Thursday, December 31, 2009
Am I Supposed To Feel Something?
Christmas to me didn't feel like Christmas to me at all. It felt like a normal Sunday. Presents don't mean anything to me now. Am I growing too old? New Years is suposed to be a good thing and everyone is excited, whereas I don't feel anything. Things feel normal, I'm convincing myself to successfully fake a smile tonight and tmrw too. What is wrong? What the hell am I lacking? Why am I like this? I don't know. What the hell? This is all so stupid! I wish to be a kid again. Things used to be so simple, so fun, so innocent. Now? Things are complicated, depressing, with a lack of compasion. I remember the smiles the laughs I used to express. The numerous times I've played full-heartedly but now, idly. Do you think it's age? Or am I just fucked up? Drama? School? Feelings? Man, life...so many obstacles. I had hopes for the new year, hoping things would be better than the last, but what is hope but a sentiment brought up to just be torn down? Constantly, repeatedly, consistantly I've had hopes torn and ripped down. Things don't seem to be looking up, so I highly doubt the new year will be any different. Yet, i still hold hope within me. How stupid of me to keep holding on to hope knowing I'd get hurt again anyways. Why? Because, It's the last thing, the only thing I can result to when everything else is lost. I guess, it's life right? I have to deal with it. It feels like another day. The magical feelings i used to feel when holidays come, I miss that. I honestly miss that. Who knew a girl would cry on new years eve huh? I don't ever want to lose that feeling...I guess it's too late now...i don't feel good. sad. This is not a good mood to be in during the holidays. Some might think I'm weird and some might agree. I wanna know what's going on, what's happening to me. Maybe?...maybe not? What's gonna happen? I still hope...

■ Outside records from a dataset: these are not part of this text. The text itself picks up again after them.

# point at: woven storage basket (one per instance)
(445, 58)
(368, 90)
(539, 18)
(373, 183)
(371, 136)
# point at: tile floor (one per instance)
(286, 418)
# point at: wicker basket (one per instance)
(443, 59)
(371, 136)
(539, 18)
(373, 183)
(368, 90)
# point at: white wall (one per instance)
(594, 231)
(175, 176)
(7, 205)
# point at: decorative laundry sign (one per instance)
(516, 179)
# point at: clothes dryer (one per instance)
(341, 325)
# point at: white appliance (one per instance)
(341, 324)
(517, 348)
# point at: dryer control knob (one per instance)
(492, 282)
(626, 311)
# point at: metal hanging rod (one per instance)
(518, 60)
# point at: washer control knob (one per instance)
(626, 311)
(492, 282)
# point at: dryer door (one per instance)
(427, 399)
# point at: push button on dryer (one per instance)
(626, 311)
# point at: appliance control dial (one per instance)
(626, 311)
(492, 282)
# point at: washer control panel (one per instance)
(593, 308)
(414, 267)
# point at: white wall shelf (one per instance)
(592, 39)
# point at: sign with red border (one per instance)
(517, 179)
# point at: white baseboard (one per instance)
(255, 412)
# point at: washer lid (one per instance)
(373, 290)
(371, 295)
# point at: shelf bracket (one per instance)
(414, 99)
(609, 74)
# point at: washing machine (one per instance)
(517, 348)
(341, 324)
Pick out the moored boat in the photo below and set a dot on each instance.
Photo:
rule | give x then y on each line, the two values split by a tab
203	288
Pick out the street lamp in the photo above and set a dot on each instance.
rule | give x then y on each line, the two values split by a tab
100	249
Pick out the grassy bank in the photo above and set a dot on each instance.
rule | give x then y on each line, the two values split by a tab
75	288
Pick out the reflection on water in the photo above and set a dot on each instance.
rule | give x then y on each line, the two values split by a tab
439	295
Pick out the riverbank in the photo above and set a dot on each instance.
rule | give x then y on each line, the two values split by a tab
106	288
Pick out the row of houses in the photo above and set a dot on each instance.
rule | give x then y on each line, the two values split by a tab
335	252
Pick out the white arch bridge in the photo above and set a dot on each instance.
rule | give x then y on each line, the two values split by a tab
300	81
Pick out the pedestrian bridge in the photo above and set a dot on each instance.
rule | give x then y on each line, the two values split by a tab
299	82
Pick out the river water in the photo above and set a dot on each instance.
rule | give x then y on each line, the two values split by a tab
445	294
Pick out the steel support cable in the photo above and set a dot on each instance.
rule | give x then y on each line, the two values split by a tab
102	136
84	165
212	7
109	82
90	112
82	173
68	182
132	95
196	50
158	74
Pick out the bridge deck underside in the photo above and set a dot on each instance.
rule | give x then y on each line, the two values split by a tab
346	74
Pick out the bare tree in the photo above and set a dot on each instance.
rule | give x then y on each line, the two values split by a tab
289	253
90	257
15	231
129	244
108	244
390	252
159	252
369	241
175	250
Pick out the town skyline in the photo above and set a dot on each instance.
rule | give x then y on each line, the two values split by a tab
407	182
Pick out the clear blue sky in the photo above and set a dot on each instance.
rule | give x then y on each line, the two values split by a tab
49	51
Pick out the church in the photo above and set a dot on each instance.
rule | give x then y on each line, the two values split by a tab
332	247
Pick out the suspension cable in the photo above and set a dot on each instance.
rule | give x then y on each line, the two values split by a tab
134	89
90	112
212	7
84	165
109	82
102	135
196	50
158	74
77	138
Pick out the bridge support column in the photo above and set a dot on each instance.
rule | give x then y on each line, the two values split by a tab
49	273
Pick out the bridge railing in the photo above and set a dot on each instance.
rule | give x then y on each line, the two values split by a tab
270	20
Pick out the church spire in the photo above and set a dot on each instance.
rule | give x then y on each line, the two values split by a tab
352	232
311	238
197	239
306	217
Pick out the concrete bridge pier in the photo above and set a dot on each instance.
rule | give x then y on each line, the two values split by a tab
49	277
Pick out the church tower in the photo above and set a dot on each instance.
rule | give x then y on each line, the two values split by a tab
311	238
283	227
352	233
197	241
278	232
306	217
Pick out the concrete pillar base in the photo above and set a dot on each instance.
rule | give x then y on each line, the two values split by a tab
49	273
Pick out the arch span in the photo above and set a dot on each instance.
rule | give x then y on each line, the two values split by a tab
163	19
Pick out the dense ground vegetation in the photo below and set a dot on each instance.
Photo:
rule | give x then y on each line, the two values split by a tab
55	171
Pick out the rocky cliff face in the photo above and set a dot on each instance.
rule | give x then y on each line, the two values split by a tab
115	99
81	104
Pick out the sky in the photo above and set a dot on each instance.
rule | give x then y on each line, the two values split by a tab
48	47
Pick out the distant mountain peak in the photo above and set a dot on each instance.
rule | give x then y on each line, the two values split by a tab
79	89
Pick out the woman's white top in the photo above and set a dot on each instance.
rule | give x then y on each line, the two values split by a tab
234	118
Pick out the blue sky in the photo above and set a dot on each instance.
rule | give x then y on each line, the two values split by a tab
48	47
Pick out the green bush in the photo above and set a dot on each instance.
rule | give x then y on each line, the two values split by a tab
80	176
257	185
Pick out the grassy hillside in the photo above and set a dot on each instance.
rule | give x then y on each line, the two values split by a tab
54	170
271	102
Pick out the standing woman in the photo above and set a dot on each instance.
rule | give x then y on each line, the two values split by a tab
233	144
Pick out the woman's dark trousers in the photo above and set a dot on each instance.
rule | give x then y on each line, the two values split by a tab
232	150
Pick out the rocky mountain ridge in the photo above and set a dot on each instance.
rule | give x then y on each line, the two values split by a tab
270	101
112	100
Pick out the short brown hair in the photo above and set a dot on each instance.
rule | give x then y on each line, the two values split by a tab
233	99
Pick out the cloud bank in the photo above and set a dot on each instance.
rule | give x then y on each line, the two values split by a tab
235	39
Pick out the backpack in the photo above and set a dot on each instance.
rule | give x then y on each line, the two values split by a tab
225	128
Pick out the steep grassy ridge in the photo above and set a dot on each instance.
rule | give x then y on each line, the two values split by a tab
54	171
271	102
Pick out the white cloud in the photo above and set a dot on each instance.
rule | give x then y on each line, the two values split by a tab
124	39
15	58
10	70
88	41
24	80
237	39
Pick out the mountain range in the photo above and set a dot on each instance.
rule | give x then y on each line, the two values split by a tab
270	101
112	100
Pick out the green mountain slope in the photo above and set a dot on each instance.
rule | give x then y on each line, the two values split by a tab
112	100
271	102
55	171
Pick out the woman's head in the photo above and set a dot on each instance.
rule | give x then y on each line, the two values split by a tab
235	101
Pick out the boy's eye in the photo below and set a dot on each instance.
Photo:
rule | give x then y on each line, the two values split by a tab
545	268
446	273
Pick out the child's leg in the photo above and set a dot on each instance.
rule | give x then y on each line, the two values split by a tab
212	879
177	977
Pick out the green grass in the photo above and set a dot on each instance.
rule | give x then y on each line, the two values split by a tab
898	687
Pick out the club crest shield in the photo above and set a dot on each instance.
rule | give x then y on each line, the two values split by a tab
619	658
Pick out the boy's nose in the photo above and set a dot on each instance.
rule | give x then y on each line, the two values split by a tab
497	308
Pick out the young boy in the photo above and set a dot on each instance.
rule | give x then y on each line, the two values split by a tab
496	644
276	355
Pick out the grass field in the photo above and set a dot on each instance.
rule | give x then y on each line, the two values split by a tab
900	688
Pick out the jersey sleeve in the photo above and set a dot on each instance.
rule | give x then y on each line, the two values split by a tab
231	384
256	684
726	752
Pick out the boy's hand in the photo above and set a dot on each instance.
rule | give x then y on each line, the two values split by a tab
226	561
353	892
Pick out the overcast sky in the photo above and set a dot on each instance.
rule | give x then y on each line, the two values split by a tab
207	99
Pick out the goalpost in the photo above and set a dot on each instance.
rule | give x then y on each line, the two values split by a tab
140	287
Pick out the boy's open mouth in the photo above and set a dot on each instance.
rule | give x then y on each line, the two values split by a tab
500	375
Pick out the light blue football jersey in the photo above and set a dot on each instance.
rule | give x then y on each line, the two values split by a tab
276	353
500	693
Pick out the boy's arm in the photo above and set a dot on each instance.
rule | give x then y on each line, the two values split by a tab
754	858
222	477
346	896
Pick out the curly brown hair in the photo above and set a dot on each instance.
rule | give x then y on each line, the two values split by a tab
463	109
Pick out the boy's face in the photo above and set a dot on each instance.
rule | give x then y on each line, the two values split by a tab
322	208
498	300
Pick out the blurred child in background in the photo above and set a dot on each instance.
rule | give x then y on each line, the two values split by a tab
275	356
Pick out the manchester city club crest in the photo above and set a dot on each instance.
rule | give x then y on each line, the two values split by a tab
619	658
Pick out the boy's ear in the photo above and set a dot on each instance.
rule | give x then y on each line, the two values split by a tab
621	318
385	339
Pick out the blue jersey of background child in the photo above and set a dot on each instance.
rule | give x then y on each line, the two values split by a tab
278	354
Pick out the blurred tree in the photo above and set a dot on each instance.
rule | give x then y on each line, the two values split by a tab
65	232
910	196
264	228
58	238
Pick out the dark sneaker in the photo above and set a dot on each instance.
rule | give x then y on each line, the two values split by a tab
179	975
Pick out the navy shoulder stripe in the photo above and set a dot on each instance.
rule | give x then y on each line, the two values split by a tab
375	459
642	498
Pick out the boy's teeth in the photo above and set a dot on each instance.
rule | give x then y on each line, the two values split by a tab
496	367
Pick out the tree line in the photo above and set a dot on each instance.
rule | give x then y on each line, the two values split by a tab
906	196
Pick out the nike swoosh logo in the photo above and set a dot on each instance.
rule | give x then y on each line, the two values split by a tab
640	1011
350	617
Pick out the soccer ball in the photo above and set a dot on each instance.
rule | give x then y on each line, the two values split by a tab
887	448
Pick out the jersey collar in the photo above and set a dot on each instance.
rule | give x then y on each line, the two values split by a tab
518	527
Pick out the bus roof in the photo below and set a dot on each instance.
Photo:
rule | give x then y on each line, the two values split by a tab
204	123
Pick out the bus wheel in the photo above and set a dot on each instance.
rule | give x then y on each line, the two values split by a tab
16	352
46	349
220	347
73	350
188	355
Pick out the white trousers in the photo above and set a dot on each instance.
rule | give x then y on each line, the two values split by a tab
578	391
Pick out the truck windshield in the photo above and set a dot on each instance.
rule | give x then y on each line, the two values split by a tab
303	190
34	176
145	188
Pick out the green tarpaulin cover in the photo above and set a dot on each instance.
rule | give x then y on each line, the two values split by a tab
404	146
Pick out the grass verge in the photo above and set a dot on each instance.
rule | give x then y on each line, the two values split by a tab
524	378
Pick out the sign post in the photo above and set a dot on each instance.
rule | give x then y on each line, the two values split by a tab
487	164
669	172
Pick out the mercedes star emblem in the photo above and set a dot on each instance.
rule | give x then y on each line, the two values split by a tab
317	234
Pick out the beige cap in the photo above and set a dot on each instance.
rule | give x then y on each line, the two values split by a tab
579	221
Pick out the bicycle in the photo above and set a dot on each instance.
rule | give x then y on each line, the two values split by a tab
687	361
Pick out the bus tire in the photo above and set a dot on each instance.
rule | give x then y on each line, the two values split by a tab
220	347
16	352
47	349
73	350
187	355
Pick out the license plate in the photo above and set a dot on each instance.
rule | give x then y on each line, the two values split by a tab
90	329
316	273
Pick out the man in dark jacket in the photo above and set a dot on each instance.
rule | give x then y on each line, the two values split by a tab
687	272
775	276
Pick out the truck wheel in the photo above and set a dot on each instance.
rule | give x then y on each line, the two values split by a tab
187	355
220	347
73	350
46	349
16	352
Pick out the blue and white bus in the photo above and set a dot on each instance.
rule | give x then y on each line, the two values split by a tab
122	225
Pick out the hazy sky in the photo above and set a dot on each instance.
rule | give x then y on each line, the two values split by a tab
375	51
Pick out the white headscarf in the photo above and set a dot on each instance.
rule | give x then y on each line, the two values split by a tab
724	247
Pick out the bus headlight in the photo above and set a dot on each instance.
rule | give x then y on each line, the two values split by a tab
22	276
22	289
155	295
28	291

Tuesday, December 22, 2009
Don't Want It To End
Uhmm today? Went to a party hosted by juniors. Marissa and I were the only sophmores. It was kinda awkward at the beginning but then after like 10 minutes, everything was pretty cool i guess. The party was kinda fun I guess? Idk haha. Uhmmm nothing else really. Chilled at Marissa's house and she made me dinner and uhhh nothing really. Got my lakers T-shirt from Bryan and got Max's snoopy from the secret santra trade thingy and also my shirt from Marissa. break seems to be flying by so fast, it's only the first day too. Christmas this year is kinda wierd. I don't know. It's just not the same as it has been the last few years. I guess cuz It's the new hosue and all in a whole new place that im unfamiliar with. But w/e, just gotta adapt to it I guess. i want break to just be a time period of enjoyment and relaxation, however, teachers still assign hw for kids to do over break. THAT AINT NO LONGER BREAK BREH! sheeshmess. uhmmm i send about 500 texts a day. lol so random haha. I think i should sleep but i really dont want to. I'm hellla hella hella sleepy but I really relaly dont wanna sleep haha. oh and im sick too. bad huh? damn! sick during break! thats worst than anything! and christmas is arond the corner too!! i love getting presents. For those that wish to have presents but do not recieve one, i will do to the best of my abilities to get them a little gift of somesort. :] like someone that i know of haha. uhmm what else is there to blog about? uhmmm...
Friday, December 18, 2009
What I Gotta Deal With Every Damn Day
Hey guys. I haven't blogged in a while. There's really nothing much in life thats happening. I think I'm gonna title my blogs from now on ahha Idk why, just wanna. My cousin is a bitch, I hate her. With all my damn guts! I'm trying my best to ignore her buts its kinda hard since we live in the same house. Uhmmm forgive, forget, move on right? I can forget, I can move on, but I will never forgive her. I'll still hate her. Every fucking thing that she does, UGH! They get on my nerves soooo bad! wel enough of her, you guys get the idea. Uhhmmm after today, omgggg sooo muchh sweeettss!! I had a total of 3 parties today! And all of them composed of soda, brownies, and cookies! jeez! I ate soo much sugar its freakin sickening to my damn stomach and to my head, got a headache. Wierd huh? haha Idk. Then there was frisbee. Too tired to play at first, but then ended up playing anyways and I scored more goals then ever before! It was amazing! haha. I dropped my candy cane while playing tho, so sad, but it's all good. haha I still had fun, ish lol. Well It's break!! But I have hella hw, so what's the damn point? lol GAY! anywhoooooo nights!
Friday, December 11, 2009
I'm very very veryyy tired. I reallly wanna sleep but then again I don't want to. Wierd, yes I know. Uhmmm...so wassup with me? Haha lots of stuff. Half the things right now are pretty chill the other half is a fucking bitch. Uhmmm..I don't know what else to say. Not in the mood to elaborate things today haha, too lazy. I have been yawning consecutively for the last 3 minutes, I think I should sleeep. I want break to come!! really realllly reallllly bad. I want christmas! I get presents! yay!!! haha. Today rained, usually when rain comes I'm hella juiced cuz i get to play in the rain, but today was just too damn cold not in the mood. Lol wierd! I'm no in the mood for anything maybe cuz it was last night, and my lack of beauty sleep makes me dead, completely dead. Hmmmm...should i do hw? or should i sleep? I dont know....uhmmm....
Friday, December 4, 2009
I haven't blogged in a while. Hmmm...so, so far? uhmmm nothing much I guess. Pretty chill week for me cuz I did all AP Euro hw in advance so I didn't have much to do haha I like. Today I missed out on frisbee to go cheer up a friend. It was ok i guess, I couldn't really do much, didn't know how. Well at least I was there right? I think that's all that really matters. uhmm..don't really know much more. I hate it when people go omgg I have a secret! but I can't tell you. I mean really now?!?! I can't live with that man! I gots ta know! It's torture to tell me you have a secret and not tell me what that secret is in the end! GRRRRRR....oh and I don't understand math. It's soo stupid I don't get anything!!! uhmm..anything else about my life? uhhh lol no? haha I guess that's it for today then.